Копенкин объяснил без усилия.
– Если бы ты бедняк был, то сам бы знал, а раз ты кулак, то ничего не поймешь»[117].
Да и советы Крупской, Орджоникидзе, Кирова тоже сводились, по сути, к тавтологии: надо крепко верить в партию Ленина, воплощающую в себе волю пролетариата и закон истории, уметь отличить врага от друга – а остальное приложится.
Речь Чаплина, конечно, была куда более связной, чем реплики платоновского героя, но без веры и она мало чего стоила бы.
В 1923 году по инициативе Николая Чаплина состоялась Всесоюзная комсомольская конференция, посвященная национальному вопросу: «Конференция поставила задачу воспитания молодежи в интернациональном ленинском духе и решительной борьбе со всеми шовинистическими пережитками, в первую очередь с великорусским шовинизмом»[118].
Братья Чаплины и в жизни эти принципы воплощали. Все четыре сына бывшего православного священника женились на еврейках, но национальность их избранниц чем-то важным для них, конечно, не была: девушки, как и они, жили революцией, учились на рабфаках, работали в комсомольских ячейках, выполняли партийные поручения, агитировали, повышали уровень политической подготовки, готовились к предстоящим решающим сражениям мировой революции. Они, конечно, согласились бы с платоновским Копенкиным: «Женщина без революции – одна полубаба, по таким я не тоскую… Уснуть от нее еще сумеешь, а далее-более – она уже не боевая вещь, она легче моего сердца»[119].
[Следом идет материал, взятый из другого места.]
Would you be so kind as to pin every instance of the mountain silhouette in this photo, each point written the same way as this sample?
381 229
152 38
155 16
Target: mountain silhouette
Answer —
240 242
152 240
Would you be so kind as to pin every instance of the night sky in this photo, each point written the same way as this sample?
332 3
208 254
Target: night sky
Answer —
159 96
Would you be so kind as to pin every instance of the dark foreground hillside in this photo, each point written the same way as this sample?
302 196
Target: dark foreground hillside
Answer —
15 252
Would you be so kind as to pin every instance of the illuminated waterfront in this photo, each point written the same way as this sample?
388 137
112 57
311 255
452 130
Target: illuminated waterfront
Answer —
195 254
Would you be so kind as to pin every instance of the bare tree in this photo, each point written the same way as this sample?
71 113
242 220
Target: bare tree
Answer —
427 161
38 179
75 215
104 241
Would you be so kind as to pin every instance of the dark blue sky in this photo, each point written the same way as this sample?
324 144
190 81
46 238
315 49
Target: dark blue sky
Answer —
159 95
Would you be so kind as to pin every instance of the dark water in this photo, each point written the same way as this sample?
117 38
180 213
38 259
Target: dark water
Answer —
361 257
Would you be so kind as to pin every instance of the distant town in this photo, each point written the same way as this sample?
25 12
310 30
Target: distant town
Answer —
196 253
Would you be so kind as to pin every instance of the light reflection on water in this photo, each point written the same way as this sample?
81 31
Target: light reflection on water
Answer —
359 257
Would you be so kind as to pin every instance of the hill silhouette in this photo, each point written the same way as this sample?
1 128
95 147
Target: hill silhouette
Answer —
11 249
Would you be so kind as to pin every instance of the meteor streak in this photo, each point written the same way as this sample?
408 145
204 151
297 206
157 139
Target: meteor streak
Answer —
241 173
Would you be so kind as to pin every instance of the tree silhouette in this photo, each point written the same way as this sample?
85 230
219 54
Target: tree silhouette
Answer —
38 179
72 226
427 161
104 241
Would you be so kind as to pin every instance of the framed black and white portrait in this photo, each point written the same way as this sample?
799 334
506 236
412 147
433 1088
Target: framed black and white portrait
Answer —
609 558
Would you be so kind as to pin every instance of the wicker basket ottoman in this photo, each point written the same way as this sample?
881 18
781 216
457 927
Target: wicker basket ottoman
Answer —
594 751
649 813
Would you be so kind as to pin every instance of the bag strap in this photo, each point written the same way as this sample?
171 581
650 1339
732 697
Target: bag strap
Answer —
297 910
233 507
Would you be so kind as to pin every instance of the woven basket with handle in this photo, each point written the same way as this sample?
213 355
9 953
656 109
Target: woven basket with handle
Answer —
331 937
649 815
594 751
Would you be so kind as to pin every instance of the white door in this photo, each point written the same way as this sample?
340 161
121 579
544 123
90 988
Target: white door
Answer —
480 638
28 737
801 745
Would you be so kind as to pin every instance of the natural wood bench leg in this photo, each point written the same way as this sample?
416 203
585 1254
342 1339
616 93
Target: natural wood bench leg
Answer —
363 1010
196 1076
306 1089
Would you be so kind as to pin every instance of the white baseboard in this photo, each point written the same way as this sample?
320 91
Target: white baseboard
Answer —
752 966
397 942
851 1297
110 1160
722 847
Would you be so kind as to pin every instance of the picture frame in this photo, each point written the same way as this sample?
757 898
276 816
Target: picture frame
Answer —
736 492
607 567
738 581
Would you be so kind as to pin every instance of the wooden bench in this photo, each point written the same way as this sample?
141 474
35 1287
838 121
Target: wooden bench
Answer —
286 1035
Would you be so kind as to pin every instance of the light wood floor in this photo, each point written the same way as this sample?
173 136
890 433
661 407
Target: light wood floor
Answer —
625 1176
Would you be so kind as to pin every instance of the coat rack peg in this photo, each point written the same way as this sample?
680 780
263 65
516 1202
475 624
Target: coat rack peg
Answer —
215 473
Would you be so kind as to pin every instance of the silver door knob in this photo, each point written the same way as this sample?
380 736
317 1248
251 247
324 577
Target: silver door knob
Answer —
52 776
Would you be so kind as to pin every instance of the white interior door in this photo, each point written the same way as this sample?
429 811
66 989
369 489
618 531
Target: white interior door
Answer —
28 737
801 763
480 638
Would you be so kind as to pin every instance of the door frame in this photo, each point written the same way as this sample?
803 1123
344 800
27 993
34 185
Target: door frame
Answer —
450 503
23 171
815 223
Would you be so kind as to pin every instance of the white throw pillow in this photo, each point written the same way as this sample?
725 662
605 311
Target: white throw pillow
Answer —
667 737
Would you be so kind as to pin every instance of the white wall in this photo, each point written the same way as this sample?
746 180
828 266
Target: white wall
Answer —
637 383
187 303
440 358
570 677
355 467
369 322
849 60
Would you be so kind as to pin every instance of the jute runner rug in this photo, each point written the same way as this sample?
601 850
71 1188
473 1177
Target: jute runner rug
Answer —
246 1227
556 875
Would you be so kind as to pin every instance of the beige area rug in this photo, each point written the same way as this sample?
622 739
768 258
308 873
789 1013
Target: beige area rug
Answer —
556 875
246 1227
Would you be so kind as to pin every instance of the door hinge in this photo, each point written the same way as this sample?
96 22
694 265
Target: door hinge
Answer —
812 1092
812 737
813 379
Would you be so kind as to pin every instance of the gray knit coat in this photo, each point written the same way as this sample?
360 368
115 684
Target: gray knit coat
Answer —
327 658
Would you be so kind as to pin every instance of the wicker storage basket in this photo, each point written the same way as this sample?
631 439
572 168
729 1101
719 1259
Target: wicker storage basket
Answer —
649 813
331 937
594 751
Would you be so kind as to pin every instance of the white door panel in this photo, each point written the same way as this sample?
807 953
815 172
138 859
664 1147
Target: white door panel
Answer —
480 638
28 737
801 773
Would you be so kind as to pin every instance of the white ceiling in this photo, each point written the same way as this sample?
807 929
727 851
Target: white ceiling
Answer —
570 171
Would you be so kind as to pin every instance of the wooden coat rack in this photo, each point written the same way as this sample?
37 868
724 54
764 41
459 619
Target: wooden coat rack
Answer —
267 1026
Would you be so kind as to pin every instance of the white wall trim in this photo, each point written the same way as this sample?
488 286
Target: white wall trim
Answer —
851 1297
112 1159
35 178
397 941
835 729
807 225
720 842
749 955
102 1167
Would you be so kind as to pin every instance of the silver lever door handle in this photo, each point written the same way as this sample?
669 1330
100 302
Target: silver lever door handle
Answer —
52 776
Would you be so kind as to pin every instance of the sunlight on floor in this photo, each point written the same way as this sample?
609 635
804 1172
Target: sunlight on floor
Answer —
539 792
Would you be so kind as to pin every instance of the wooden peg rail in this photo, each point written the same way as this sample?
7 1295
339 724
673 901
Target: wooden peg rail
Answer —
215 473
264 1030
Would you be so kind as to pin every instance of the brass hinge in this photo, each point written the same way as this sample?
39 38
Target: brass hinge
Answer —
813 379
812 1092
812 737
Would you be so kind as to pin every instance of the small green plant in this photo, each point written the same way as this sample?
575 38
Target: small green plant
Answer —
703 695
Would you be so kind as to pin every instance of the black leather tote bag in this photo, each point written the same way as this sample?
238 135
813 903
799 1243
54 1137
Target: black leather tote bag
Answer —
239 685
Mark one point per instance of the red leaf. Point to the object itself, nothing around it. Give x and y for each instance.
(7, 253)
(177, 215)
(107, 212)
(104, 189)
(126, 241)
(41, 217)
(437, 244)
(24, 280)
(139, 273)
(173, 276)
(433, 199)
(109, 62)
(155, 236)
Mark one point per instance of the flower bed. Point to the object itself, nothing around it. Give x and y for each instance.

Жены братьев Чаплиных в этом смысле были «боевыми вещами», а не «полубабами», единомышленницами, а не просто спутницами жизни.
Начало 1924 года застает Николая Чаплина в Москве на посту секретаря Цекамола по идеологии.
У него в гостинице «Париж» в Охотном ряду живет младший брат, девятнадцатилетний Сергей, продолжающий обучение на рабфаке.
О том, как братья узнали о смерти Ленина, явствует из наброска (так и неотправленного) письма, которое Сергей пишет своему смоленскому другу, комсомольцу Сергею Короткову.
«22 января нового стиля, 9 января старого стиля наступило для меня как-то необыкновенно. Утром рано встал я и пошел бродить по Москве. Прошел Полянку, Серпуховскую, Балчуг. Прошел медленно вдоль Кремлевской стены, где покоятся тела наших борцов за Социализм. Ряд могил – Артем, Подбельский, Джон Рид, Воровский. Пробили часы Кремля, и я двинулся домой. Пришел, Николая не было уже. Ушел на съезд. Я стал около стола и взял книгу “Речи и статьи о молодежи” Ленина и устремил свой взор на Ильича.
По коридору загремели тяжелые шаги. В дверь вошел Николай. “Ленин умер”, – пробормотал он. И, став у окна, он заплакал. Я ринулся за газетой. Схватив “Правду”, я искал строки о смерти Ильича, но напрасно.
Как очумелый, я выбежал на улицу. Было тихо. Никто еще из широких масс не ведал об этой потрясающей вести. Дом Советов освобождали от установленных ранее для ремонта лесов. У Большого театра царила мрачность, тихая, унылая подавленная атмосфера. С красными заплаканными лицами расходились делегаты со съезда. Собирались в группы и группочки, беседовали, делились переживаниями, и все так было серо, мрачно, чудовищно, страшно, таинственно, и было объято все в какую-то ужасную, черную, спокойную, потрясающую пелену, но в то же время ощущалась стальная мощь, чугунная крепость, и чувствовалась здоровая электроэнергия в глубинах организма, готовая вылить из недр коллектива в динамики гигантскую силу.